Direct computational method of including piriform fossae and nasal cavity in a time-domain acoustic model of the vocal tract

Abstract

Frequency-domain simulations of the human vocal tract (VT) have previously shown the importance of including the piriform fossae, which impart a pole and two zeros in the 4–5-kHz frequency range and thereby contribute to speaker individualities.
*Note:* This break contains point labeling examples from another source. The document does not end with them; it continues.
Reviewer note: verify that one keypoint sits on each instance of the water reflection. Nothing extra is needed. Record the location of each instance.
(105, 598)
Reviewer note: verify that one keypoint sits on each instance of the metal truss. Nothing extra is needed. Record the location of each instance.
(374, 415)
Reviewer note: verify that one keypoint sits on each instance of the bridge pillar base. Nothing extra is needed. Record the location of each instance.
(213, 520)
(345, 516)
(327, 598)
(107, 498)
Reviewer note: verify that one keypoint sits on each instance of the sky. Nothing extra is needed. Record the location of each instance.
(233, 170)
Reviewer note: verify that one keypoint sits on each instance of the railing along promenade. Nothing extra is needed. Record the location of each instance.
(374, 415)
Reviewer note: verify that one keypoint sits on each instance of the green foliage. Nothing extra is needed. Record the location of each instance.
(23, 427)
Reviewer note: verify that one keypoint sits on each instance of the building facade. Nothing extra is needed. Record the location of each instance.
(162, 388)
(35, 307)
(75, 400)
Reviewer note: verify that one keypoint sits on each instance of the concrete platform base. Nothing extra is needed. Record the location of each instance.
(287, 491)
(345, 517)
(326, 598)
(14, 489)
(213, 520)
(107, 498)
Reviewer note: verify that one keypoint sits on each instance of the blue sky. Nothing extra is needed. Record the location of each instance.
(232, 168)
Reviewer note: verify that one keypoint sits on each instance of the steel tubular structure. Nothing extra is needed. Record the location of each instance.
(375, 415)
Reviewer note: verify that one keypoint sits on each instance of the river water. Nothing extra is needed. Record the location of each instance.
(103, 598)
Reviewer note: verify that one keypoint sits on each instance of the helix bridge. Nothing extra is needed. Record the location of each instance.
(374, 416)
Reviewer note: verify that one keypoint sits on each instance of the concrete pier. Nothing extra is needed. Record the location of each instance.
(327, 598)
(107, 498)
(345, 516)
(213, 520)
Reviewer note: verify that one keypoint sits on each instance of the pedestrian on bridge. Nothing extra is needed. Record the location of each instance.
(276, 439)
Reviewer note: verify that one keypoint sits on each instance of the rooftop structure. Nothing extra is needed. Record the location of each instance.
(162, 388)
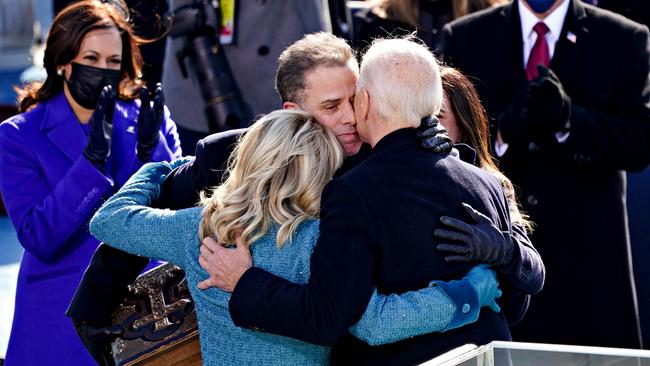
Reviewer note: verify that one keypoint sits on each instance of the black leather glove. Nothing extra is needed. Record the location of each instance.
(98, 340)
(539, 110)
(100, 125)
(433, 135)
(549, 107)
(150, 119)
(480, 241)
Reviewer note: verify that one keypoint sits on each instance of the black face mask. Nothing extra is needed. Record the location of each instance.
(86, 83)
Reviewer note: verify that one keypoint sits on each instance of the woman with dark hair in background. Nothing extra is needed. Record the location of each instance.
(463, 116)
(80, 136)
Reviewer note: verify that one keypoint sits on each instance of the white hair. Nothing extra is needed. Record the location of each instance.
(403, 79)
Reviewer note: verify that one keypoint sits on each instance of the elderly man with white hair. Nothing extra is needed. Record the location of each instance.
(377, 224)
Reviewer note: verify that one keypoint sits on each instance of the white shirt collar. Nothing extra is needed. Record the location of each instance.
(553, 21)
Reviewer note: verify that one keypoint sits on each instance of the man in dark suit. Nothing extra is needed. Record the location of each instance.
(564, 136)
(377, 224)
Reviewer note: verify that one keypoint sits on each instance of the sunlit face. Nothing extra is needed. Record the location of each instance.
(100, 48)
(329, 96)
(448, 119)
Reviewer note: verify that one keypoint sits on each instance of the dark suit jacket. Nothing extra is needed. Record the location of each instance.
(575, 191)
(377, 224)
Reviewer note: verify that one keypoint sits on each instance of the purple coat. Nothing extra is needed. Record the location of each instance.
(51, 191)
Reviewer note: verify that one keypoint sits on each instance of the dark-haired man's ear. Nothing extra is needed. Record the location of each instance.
(290, 105)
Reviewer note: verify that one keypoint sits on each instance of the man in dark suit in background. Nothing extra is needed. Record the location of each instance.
(377, 225)
(565, 136)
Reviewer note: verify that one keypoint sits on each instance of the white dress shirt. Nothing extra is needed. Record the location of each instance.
(527, 20)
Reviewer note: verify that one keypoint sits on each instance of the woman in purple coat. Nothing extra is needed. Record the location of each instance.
(81, 135)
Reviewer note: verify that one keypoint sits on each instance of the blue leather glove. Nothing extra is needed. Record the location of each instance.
(100, 132)
(433, 135)
(477, 241)
(150, 118)
(484, 281)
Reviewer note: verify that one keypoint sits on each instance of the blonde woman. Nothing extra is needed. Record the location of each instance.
(272, 199)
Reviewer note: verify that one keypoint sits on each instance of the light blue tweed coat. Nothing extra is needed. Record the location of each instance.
(126, 222)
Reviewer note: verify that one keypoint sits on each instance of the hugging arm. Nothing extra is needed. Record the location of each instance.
(438, 308)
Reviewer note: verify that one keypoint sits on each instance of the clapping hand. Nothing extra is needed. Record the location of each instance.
(150, 118)
(100, 132)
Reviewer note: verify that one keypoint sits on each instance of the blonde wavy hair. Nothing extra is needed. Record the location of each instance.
(276, 174)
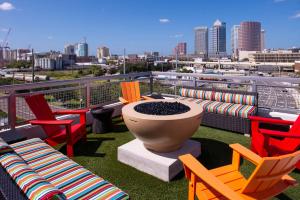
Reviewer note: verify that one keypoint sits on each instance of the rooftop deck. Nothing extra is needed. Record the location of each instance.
(100, 155)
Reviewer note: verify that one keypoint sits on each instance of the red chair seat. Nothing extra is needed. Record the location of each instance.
(274, 143)
(61, 136)
(53, 127)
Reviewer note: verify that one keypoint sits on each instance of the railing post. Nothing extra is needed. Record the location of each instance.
(151, 84)
(11, 108)
(254, 87)
(88, 95)
(195, 82)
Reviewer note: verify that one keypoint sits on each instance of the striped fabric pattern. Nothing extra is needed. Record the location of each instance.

The literature has also shown that time-domain simulation of VT acoustics can result in high-quality synthesis naturally including interactions between the time-varying glottal area and the supraglottal VT. In the present work, the time-domain model of [S.Maeda, Speech Commun. 1, 199–229 (1982)] was extended to include both left and right piriform fossae as side-branches connected to the main VT, in addition to the nasal tract and sinuses. Departing from Maeda’s original implementation owing to the complexity of including more than one side branch, the variables representing acoustic pressure and volume velocity at the piriform fossae and nasal tract junctions were analytically eliminated, and the resulting large system of linear equations were solved simultaneously at each simulation sample. This direct method runs at only a few times real-time on a 1.8-GHz notebook PC, while achieving a more natural sound quality in speech synthesis and control over timbral (or voice quality) features that contribute to each speaker’s individuality. [Work supported by NiCT and SCOPE-R of Japan.]